Only last September, it was revealed that refugees housed at facilities in North Rhine-Westphalia had been humiliated and abused by security personnel. Videos from the Burbach camp showed how a refugee was compelled under threats from a security guard to lie on a damaged and dirty mattress, and how a guard pressed his boot into the neck of a tied-up refugee lying on the ground.

Despite promises to improve conditions at refugee homes, nothing has changed. If anything, the situation for refugees has gotten worse.

On January 12, WDR television showed a documentary, titled “Welcome: How Germany is overwhelmed by the flood of refugees” by Florian Bauer and Naima el Moussaoui, as part of its “die story (the story)” series. The title was somewhat misleading, because the programme made clear that the issue was not that the authorities were overburdened, but rather that there was a systematic policy against refugees.

Letters from municipalities and from the district government of Arnsberg to North Rhine-Westphalia’s interior minister, Ralf Jäger, were repeatedly cited in the film referring to the lack of places and facilities for the accommodation of refugees, as well as the completely unsustainable situation in refugee camps packed full. Some of the letters were five years old, but nothing has happened.

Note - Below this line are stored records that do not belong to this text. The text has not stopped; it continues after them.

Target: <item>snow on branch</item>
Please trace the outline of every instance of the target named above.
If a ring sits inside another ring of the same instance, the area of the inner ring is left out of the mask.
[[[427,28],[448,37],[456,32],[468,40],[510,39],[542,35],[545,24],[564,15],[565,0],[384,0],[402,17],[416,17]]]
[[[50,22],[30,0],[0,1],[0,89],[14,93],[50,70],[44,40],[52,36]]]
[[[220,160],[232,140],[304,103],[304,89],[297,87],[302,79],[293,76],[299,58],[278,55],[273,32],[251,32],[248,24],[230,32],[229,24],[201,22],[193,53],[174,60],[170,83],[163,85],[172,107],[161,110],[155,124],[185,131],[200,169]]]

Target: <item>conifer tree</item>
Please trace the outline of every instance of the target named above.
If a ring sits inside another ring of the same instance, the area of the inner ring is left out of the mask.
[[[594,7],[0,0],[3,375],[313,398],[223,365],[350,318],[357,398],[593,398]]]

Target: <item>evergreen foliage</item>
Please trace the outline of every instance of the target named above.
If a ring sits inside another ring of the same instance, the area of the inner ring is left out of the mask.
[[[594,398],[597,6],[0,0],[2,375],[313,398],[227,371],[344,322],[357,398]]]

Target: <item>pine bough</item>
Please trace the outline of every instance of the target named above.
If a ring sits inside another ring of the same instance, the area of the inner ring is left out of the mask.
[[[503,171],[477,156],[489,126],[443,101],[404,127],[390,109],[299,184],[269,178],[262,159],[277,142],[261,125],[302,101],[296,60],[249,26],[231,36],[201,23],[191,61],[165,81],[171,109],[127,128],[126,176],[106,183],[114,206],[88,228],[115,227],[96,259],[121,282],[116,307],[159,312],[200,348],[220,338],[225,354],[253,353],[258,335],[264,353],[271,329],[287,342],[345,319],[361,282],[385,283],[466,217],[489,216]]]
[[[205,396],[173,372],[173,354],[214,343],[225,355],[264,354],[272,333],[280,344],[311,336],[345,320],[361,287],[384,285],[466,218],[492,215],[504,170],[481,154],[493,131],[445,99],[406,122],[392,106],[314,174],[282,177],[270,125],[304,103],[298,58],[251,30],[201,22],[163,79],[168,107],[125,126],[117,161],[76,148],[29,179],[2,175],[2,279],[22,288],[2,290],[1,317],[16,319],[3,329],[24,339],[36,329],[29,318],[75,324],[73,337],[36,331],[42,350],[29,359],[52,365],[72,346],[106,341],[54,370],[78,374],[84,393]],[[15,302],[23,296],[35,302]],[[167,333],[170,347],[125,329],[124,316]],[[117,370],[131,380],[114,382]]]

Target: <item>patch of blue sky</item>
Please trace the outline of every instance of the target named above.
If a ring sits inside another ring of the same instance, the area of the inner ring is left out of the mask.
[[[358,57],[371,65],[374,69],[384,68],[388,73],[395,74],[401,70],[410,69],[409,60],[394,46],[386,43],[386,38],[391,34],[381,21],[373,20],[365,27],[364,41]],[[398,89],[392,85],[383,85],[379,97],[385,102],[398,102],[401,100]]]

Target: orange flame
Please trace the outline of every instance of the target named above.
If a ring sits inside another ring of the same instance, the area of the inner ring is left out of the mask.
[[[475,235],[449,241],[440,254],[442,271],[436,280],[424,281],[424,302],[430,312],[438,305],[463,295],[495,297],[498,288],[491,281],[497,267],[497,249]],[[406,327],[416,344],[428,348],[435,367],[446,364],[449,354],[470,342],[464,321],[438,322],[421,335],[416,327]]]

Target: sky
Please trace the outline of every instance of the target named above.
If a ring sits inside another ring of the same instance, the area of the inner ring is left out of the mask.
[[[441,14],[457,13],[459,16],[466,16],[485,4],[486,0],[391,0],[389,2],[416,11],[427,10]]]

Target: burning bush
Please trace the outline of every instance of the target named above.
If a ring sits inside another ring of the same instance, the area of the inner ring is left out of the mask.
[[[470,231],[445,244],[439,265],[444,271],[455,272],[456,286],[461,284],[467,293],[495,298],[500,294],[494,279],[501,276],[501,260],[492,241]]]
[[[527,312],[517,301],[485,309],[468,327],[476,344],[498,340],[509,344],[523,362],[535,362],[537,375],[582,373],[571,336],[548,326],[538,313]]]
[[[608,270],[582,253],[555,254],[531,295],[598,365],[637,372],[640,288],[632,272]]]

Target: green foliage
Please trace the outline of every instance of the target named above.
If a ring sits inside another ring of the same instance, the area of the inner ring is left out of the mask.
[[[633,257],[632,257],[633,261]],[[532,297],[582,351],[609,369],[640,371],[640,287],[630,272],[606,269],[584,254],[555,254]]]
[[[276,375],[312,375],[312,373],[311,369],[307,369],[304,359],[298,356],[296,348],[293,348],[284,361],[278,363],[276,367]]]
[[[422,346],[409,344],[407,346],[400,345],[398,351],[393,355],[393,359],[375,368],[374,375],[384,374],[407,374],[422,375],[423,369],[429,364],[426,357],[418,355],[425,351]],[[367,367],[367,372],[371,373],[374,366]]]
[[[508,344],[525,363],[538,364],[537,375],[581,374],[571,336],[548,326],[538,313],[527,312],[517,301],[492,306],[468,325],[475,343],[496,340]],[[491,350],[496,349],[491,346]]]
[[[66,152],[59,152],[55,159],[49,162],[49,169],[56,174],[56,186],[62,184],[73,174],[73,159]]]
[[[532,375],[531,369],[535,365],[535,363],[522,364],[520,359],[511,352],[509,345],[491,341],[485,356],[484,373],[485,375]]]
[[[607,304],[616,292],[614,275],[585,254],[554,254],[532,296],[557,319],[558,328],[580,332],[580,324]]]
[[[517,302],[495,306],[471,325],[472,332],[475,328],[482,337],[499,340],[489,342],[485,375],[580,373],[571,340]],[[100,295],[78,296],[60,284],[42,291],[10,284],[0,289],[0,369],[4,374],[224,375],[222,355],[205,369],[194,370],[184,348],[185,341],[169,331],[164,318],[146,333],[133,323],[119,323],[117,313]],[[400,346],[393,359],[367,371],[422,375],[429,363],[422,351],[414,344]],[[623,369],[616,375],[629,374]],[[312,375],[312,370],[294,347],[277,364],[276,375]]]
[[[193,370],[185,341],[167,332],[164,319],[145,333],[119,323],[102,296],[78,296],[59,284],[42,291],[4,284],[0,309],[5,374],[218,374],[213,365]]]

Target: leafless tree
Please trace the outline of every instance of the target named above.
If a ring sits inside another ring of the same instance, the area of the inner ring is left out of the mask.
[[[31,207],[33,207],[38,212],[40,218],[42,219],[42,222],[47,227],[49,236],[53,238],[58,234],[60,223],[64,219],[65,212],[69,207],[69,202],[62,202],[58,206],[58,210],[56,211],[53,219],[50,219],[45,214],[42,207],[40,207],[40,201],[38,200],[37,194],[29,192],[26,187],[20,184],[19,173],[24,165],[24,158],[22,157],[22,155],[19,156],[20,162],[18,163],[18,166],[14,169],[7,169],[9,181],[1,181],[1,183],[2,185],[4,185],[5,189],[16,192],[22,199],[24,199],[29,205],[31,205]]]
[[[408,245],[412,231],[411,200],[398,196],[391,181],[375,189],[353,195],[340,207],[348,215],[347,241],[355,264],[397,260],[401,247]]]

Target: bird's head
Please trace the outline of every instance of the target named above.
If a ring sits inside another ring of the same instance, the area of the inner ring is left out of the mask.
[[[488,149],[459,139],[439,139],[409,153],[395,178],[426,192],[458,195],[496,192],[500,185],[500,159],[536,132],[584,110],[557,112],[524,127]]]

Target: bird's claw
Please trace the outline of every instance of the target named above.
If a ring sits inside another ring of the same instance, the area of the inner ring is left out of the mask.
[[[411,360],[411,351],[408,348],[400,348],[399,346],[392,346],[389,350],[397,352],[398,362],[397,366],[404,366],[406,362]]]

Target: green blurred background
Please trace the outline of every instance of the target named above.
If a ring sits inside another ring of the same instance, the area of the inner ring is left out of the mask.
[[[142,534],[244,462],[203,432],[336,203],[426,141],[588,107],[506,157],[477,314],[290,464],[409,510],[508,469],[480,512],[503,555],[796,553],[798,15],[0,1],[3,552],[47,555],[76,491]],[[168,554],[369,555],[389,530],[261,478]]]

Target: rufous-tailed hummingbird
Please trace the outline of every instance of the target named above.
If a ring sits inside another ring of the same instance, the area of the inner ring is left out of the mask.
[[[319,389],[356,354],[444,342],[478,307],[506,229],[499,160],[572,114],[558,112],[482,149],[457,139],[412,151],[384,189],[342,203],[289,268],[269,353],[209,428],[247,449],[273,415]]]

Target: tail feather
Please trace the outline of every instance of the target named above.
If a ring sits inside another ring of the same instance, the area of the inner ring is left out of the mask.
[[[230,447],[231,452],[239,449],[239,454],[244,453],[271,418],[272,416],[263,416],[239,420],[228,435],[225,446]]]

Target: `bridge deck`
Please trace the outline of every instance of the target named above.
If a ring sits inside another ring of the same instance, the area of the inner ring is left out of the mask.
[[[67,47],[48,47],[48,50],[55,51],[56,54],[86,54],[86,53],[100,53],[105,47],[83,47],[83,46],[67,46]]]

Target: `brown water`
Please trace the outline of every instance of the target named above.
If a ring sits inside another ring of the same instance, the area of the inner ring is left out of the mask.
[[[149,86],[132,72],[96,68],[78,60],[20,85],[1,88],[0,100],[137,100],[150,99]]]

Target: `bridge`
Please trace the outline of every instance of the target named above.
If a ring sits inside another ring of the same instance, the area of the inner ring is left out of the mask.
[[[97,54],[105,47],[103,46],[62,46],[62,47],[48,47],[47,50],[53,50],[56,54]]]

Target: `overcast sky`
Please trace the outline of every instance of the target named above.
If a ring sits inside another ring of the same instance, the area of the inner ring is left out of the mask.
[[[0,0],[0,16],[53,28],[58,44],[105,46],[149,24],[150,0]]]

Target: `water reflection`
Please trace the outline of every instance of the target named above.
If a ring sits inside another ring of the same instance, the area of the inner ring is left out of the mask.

The film began with scenes from the processing centre in Dortmund, where refugees from Syria, Iraq, Ukraine, and East and West Africa arrive every day. These are all countries where the German government is helping stoke the crises that drive thousands of people to flee.

Since the institution only has 350 beds, they attempt to send the vast majority of refugees who arrive to other accommodation on the same day. Giving the refugees social care is impossible, as a social worker explained to the film team. They can only be processed.

The next stop in the film is a refugee home in the Rheindahlen district of Mönchengladbach. The dilapidated wooden barracks on a former NATO base are referred to by the refugees living there simply as “the camp”. Three to five people have to live in an area of 15 square metres. Everything is falling apart, from the cooking plates in the rooms to the hallways and the sanitary facilities. One hundred sixty people have to share 12 filthy, stinking toilets and showers. The Mönchengladbach city authorities apparently have no money for renovations.

A refugee from Nigeria, whose sister was murdered by Boko Haram and who had completed a daring and perilous journey, showed the film team his room that he shared with three other refugees. “I am now where I wanted to go, but it isn’t like I imagined it would be”, he commented. “It is inhumane.”

According to the film team, numerous accommodation centres for refugees in Germany are just as bad. A further example from Cologne features a scene where the social department is planning to house 200 refugees in an empty hall in a disused market in an industrial zone. Toilets and showers will be located in cabins outside the hall.

The film also shows the mistreatment of a Yezidi family by the German authorities. Every time they have an appointment with the foreign office, they are woken without warning early in the morning. The authorities repeatedly threaten them with deportation.

Several months ago, the persecution of the Yezidis in Iraq served as the pretext for the German government to supply the Kurdish Peshmerga with weapons and to send soldiers to northern Iraq to train them.

Half of the refugees who come to Germany languish in dormitory accommodation for years. In North Rhine-Westphalia and other states, there are no standards for their accommodation. Their terrible treatment is not linked to the overburdening of the authorities, but rather is deliberately aimed at serving as a deterrent to others.